Le Discours 2, « Que l’empereur est plus que tout autre philosophe », est un discours de remerciement à Constance II, daté de la fin de l’année 355, soit quelques mois après la Démégorie. Thémistios n’a pas prononcé ce discours devant le prince, qui séjournait alors à Milan. Il s’y acquitte de la dette contractée envers l’empereur, pour le bienfait et les éloges reçus. Rendant au prince discours pour discours, il le décrit comme un authentique philosophe, triomphant de l’usurpateur sans verser de sang, et nommant un philosophe, Julien, comme associé à l’Empire, avant de conclure qu’avec Constance, la royauté et la philosophie marchent de pair, dans l’intérêt commun du genre humain.

Le Discours 3 fut prononcé au printemps 357, en présence de Constance, à l’occasion d’une ambassade de la ville de Constantinople pour offrir l’or coronaire, conduite à Rome par Thémistios, lors du séjour bien connu de l’empereur dans la Ville.

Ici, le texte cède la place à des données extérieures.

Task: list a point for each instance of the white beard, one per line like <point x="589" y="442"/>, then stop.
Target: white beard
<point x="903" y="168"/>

Ce discours offre un contrepoint contemporain aux récits classiques d’Ammien Marcellin et de Symmaque sur la visite de Constance dans la Ville.

Le Discours 4, enfin, fut probablement prononcé le 1er janvier 357 (quelques mois avant le Discours 3). Thémistios y fait allusion aux événements récents, les usurpations de Magnence et de Vétranion, les relations avec la Perse, l’association de Julien à l’Empire, avant d’évoquer la construction d’un scriptorium à Constantinople, et les qualités platoniciennes du prince.

L’impressionnant travail accompli par Schamp met à la disposition des chercheurs et des étudiants, historiens et hellénistes, des textes importants et relativement méconnus, dans l’élégante traduction de Ballériaux. Malgré les quelques réserves exprimées, l’introduction générale et les Testimonia, ainsi que les données prosopographiques rassemblées et mises en oeuvre, font de ce volume une somme et un outil dont se saisiront avec profit tous ceux qui s’intéressent non seulement à Thémistios (ou Libanios), mais aussi au gouvernement et aux affaires de l’Empire et de la pars orientalis dans la 2e moitié du IVe siècle. À cet égard, on attend avec impatience les volumes suivants.

 

Laurent Guichard, UFR LLSH – Laboratoire LLSETI

Publié dans le fascicule 2 tome 125, 2023, p. 606-611.

 

[1]. Discorsi di Temistio, Turin 1995.

[2]. Staatsreden, Stuttgart 2001.

[3]. Temistios. Discursos politicos, Madrid 2000.

[4]. Politics, Philosophy and Empire in the Fourth Century. Select Orations of Themistius, Liverpool 2001.

[5]. Themistius and Valens. Orations 6–13. Liverpool 2021.

[6]. N. Lenski, « Were Valentinian, Valens and Jovian confessors before Julian the Apostate ? », Zeitschrift für antikes Christentum 6, 2002, p.253‑276.